1. Aanduiding bestreden besluit
Besluit van verweerder van 20 januari 2009, verzonden op 27 januari 2009.
Bij besluit van 26 augustus 2008 heeft verweerder aan [V.O.F.] bouwvergunning (B08-014) verleend voor het oprichten van een bedrijfsgebouw en bedrijfswoning op [locatie] (hierna: het perceel). Aan deze bouwvergunning heeft verweerder voorwaarden en/of aanwijzingen verbonden, zoals weergegeven in de bijlage “Voorwaarden, vrijstellingen, nadere eisen en aanwijzingen, behorende bij de bouwvergunning”.
Bij uitspraak van 18 december 2008 (AWB 08/5361) heeft de voorzieningenrechter van deze rechtbank het verzoek van eiser om een voorlopige voorziening te treffen, strekkende tot schorsing van het besluit van 26 augustus 2008, afgewezen.
Bij het bestreden besluit heeft verweerder het door eiser gemaakte bezwaar, conform het ongedateerde advies van de Commissie voor bezwaarschriften, ongegrond verklaard en het eerder genoemde besluit van 26 augustus 2008 gehandhaafd.
Tegen het bestreden besluit heeft eiser beroep ingesteld. Verweerder heeft een verweerschrift ingediend.
Het beroep is behandeld ter zitting van de rechtbank van 18 december 2009. Zowel eiser als verweerder zijn met kennisgeving niet verschenen.

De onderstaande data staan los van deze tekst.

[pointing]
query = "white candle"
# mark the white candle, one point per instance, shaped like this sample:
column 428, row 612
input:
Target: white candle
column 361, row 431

3.1. De rechtbank stelt vast dat de bouwaanvraag op 24 januari 2008 bij verweerder is ingekomen, zodat daarop ingevolge artikel 9.5.1 van de Invoeringswet Wet ruimtelijke ordening het oude recht van toepassing is, zoals dat gold tot 1 juli 2008.
3.2. Ingevolge artikel 44, eerste lid, onderdeel c, van de Woningwet mag slechts en moet de reguliere bouwvergunning worden geweigerd, indien het bouwen in strijd is met het bestemmingsplan of met de eisen die krachtens zodanig plan zijn gesteld.
3.3. Het perceel is gelegen in het gebied waarvoor het bestemmingsplan “Neerijen Buitengebied 2002” geldt, zoals dit plan is herzien bij raadsbesluit van 30 november 2006 en is goedgekeurd bij besluit van 10 juli 2007, en heeft daarin de bestemming “Agrarisch gebied”.
Tussen partijen is niet in geschil, en de rechtbank sluit zich daarbij aan, dat het bouwplan in strijd is met dit bestemmingsplan.
3.4. Teneinde het bouwplan mogelijk te maken heeft verweerder gebruik gemaakt van zijn wijzigingsbevoegdheid, zoals deze in artikel 23, tweede lid, onderdeel a, van de bestemmingsplanvoorschriften in samenhang gelezen met artikel 11 van de Wet op de Ruimtelijke Ordening (WRO) is neergelegd.
Bij besluit van 29 april 2008 heeft verweerder het wijzigingsplan “Wijziging bestemming Agrarisch bouwblok, Schuurkampseweg 3 te Ophemert van het bestemmingsplan Buitengebied Neerijnen 2002” (hierna: het wijzigingsplan) vastgesteld dat bij besluit van 27 juni 2008 door het college van gedeputeerde staten van Gelderland (hierna: het college) is goedgekeurd. De wijziging bestaat hieruit dat de geldende bestemming van het perceel – “Agrarisch gebied” – is gewijzigd in de bestemming “Agrarische bedrijfsdoeleinden” ten behoeve van de vestiging van een grondgebonden agrarisch bedrijf. Aan het perceel is een agrarisch bouwblok toegekend.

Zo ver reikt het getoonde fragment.